First, extract the residuals and yhats from the model fit (fit3 in this instance). We could add them to the data frame containing the original variables for later potential use (although we can work with the newly created vectors directly here.
fit3.resid <- residuals(fit3)
fit3.pred <- predict(fit3)
#create a new data frame with the original variables plus the exracted residuals and yhats
cohen2 <- cbind(cohen1,fit3.resid,fit3.pred) #note that fit3.pred is the yhats
Examine the frequency histogram of the residuals. It looks only slightly positively skewed even though the original DV was somewhat skewed. The normality assumption may not be seriously violated.
Boxplots of the residuals and yhats are produced next, revealing one potential outlier in the yhats.
# boxplots
layout(matrix(c(1,2),1,2)) #optional 2graphs/page
boxplot(fit3.resid,xlab="Residuals",data=cohen2,col="lightgrey")
boxplot(fit3.pred, xlab="Yhat",data=cohen2,col="lightgrey")
Numerical summaries of the residuals and yhats are provided by the describe
function.
## vars n mean sd median trimmed mad min max range
## X1 1 62 0 7394.97 -341.27 -160.91 7519.46 -17133.14 17670.34 34803.48
## skew kurtosis se
## X1 0.22 -0.4 939.16
## vars n mean sd median trimmed mad min max range
## X1 1 62 54815.76 6286.59 53630.77 54275.57 4982.75 42497.52 79670.52 37173
## skew kurtosis se
## X1 1.13 2.45 798.4
Now that we have the yhat values available, we can do one more analysis that will be familiar. If we correlate the yhats with salary (the DV), we find an interesting quantity, when we square it.

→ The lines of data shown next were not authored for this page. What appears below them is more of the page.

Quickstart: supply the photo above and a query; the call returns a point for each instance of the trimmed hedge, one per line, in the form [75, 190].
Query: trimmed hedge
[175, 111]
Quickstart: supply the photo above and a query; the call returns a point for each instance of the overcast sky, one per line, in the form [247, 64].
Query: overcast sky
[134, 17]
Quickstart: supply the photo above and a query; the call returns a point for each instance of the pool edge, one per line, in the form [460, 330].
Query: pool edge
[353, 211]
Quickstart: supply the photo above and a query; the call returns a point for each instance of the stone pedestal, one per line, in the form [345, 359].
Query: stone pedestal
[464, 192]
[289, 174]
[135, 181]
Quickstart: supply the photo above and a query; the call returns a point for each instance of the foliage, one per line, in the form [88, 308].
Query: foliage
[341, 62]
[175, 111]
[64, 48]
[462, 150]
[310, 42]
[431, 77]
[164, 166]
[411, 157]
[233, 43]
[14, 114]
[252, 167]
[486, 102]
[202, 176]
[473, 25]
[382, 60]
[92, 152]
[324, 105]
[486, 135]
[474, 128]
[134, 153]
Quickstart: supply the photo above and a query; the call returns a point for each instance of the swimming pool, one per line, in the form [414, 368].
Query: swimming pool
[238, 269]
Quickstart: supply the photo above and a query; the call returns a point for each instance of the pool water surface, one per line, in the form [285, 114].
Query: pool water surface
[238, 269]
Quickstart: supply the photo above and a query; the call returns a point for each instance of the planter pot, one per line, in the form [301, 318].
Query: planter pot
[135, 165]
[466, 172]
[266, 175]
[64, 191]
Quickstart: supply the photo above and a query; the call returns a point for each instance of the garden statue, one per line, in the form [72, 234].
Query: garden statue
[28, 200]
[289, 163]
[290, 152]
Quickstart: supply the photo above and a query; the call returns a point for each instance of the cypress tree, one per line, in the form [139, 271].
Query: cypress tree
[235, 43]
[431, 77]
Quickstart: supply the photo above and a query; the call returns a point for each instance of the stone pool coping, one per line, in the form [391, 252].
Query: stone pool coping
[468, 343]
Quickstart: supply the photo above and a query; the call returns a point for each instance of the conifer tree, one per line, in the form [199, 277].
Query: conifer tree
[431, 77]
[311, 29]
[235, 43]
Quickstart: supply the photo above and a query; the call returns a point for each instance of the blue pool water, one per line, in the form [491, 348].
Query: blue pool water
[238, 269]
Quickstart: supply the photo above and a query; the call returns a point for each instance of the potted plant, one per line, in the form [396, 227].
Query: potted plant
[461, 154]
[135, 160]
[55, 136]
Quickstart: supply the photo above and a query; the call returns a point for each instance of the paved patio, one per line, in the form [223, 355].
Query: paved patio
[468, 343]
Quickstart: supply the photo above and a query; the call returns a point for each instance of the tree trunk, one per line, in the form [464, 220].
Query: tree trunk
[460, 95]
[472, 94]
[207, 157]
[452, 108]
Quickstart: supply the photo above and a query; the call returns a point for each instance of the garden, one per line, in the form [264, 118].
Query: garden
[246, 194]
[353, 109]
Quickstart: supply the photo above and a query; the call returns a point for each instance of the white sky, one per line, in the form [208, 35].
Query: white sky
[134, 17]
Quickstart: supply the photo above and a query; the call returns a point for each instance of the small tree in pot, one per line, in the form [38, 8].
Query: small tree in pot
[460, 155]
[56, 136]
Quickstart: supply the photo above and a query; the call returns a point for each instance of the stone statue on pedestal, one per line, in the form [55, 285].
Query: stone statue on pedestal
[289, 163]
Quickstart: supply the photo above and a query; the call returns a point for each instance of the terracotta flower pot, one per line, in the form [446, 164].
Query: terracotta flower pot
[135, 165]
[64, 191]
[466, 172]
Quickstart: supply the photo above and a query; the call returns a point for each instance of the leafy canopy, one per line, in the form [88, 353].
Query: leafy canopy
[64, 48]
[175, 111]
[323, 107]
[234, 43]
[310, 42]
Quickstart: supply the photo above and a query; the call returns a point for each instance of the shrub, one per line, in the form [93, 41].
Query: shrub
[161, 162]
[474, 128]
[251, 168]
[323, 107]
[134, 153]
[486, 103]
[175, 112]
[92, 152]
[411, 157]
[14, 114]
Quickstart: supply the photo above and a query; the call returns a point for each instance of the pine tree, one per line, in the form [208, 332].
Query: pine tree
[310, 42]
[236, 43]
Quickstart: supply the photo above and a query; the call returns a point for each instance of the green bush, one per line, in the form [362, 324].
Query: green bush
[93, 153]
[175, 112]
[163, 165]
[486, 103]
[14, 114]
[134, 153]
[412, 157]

# correlate the original DV (salary) with the yhats from the two-IV linear model
r_y_yhat <- with(cohen2, cor(salary, fit3.pred))
r_y_yhat
## [1] 0.6477003
## [1] 0.4195157
When covering this characteristic at earlier points, it was emphasized that the yhats are the best linear combination of the IVs, and carry all the information about the predictability of the DV from those IVs. It is a core feature of regression that the relationship between the DV and the yhats reveals the strength of the prediciton, the multiple R (or R-squared).